From c8a3572cca834d687b478522385530645a261d40 Mon Sep 17 00:00:00 2001
From: Jehan <jehan@girinstud.io>
Date: Wed, 29 Apr 2020 16:12:54 +0200
Subject: [PATCH] Issue #17: update README.

Replace the old link to the science paper by one on archive-mozilla
website. Remove the original source link as I can't find any archived
version of it (even on archive.org, only the folder structure is saved,
not actual files themselves, so it's useless).

Also add some history, which is probably a nice touch.

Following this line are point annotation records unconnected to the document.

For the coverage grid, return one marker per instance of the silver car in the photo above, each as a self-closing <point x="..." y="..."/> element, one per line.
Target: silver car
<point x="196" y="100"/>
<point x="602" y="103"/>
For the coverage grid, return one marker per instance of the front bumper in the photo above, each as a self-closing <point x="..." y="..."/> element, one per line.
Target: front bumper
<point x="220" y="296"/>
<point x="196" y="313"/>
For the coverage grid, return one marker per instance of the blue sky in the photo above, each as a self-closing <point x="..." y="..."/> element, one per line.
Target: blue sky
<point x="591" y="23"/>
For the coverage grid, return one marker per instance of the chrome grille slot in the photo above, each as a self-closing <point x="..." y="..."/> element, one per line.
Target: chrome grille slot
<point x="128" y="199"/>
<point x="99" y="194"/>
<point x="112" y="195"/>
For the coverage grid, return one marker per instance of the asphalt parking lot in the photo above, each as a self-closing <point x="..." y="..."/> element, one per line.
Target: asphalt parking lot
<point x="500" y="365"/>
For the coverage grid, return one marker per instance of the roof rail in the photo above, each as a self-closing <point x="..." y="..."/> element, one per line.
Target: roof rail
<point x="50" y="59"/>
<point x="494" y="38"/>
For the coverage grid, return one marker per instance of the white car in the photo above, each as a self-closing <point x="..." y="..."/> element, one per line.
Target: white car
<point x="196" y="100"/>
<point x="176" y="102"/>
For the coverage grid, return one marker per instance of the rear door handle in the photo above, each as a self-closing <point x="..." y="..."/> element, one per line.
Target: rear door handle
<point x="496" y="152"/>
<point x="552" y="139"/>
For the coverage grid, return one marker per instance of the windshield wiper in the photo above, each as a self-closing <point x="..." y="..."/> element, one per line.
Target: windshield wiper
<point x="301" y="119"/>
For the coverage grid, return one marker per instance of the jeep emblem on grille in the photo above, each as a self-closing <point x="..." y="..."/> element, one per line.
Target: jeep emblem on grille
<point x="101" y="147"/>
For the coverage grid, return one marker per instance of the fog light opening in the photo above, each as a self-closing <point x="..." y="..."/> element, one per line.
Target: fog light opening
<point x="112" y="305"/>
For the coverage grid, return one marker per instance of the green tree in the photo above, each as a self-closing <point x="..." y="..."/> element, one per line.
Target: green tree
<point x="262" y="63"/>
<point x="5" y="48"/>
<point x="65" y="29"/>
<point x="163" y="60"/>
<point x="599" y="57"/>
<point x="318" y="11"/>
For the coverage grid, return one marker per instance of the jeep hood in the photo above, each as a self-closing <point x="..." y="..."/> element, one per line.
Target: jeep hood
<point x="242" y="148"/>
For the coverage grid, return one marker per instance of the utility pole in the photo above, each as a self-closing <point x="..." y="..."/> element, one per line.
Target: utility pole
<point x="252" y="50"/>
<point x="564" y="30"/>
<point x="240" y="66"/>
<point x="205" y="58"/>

Add a link to crossroad to help people who'd want to cross-compile
uchardet.

Finally add the R binding by Artem Klevtsov and QtAV as reported.
---
 README.md | 41 ++++++++++++++++++++++++++++++++++++-----
 1 file changed, 36 insertions(+), 5 deletions(-)

diff --git a/README.md b/README.md
index a2713ae..bf09091 100644
--- a/README.md
+++ b/README.md
@@ -4,10 +4,6 @@
 
 uchardet started as a C language binding of the original C++ implementation of the universal charset detection library by Mozilla. It can now detect more charsets, and more reliably than the original implementation.
 
-The original code of universalchardet is available at http://lxr.mozilla.org/seamonkey/source/extensions/universalchardet/
-
-Techniques used by universalchardet are described at http://www.mozilla.org/projects/intl/UniversalCharsetDetection.html
-
 ## Supported Languages/Encodings
 
   * International (Unicode)
@@ -194,7 +190,8 @@ to use MinGW-w64 instead of MinGW, in particular to build both 32 and
 64-bit DLL libraries).
 
 Note also that it is very easily cross-buildable (for instance from a
-GNU/Linux machine).
+GNU/Linux machine; [crossroad](https://pypi.org/project/crossroad/) may
+help, this is what we use in our CI).
 
 ### Build from source
 
@@ -254,8 +251,41 @@ Options:
 
 See [uchardet.h](https://gitlab.freedesktop.org/uchardet/uchardet/-/blob/master/src/uchardet.h)
 
+## History
+
+As said in introduction, this was initially a project of Mozilla to
+allow better detection of page encodings, and it used to be part of
+Firefox. If not mistaken, this is not the case anymore (probably because
+nowadays most websites better announce their encoding, and also UTF-8 is
+much more widely spread).
+
+Techniques used by universalchardet are described at https://www-archive.mozilla.org/projects/intl/universalcharsetdetection
+
+It is to be noted that a lot has changed since the original code, yet
+the base concept is still around, basing detection not just on encoding
+rules, but importantly on analysis of character statistics in languages.
+
+Original code by Mozilla does not seem to be found anymore anywhere, but
+it's probably not too far from the initial commit of this repository.
+
+Mozilla code was extracted and packaged into a standalone library under
+the name `uchardet` by BYVoid in 2011, in a personal repository.
+Starting 2015, I (i.e. Jehan) started contributing, "standardized"
+the output to be iconv-compatible, added various encoding/language
+support and streamlined generation of sources for new support of
+encoding/languages by using texts from Wikipedia as statistics source on
+languages through Python scripts. Then I soon became co-maintainer.
+In 2016, `uchardet` became a freedesktop project.
+
 ## Related Projects
 
+Some of these are bindings of `uchardet`, others are forks of the same
+initial code, which has diverged over time, others are native port in
+other languages.
+This list is not exhaustive and only meant as point of interest. We
+don't follow the status for these projects.
+
+  * [R-uchardet](https://cran.r-project.org/package=uchardet) R binding on CRAN
   * [python-chardet](https://github.com/chardet/chardet) Python port
   * [ruby-rchardet](http://rubyforge.org/projects/chardet/) Ruby port
   * [juniversalchardet](http://code.google.com/p/juniversalchardet/) Java port of universalchardet
@@ -272,6 +302,7 @@ See [uchardet.h](https://gitlab.freedesktop.org/uchardet/uchardet/-/blob/master/
 * [Tepl](https://wiki.gnome.org/Projects/Tepl)
 * [Nextcloud IOS app](https://github.com/nextcloud/ios)
 * [Codelite](https://codelite.org)
+* [QtAV](https://www.qtav.org/)
 * …
 
 ## Licenses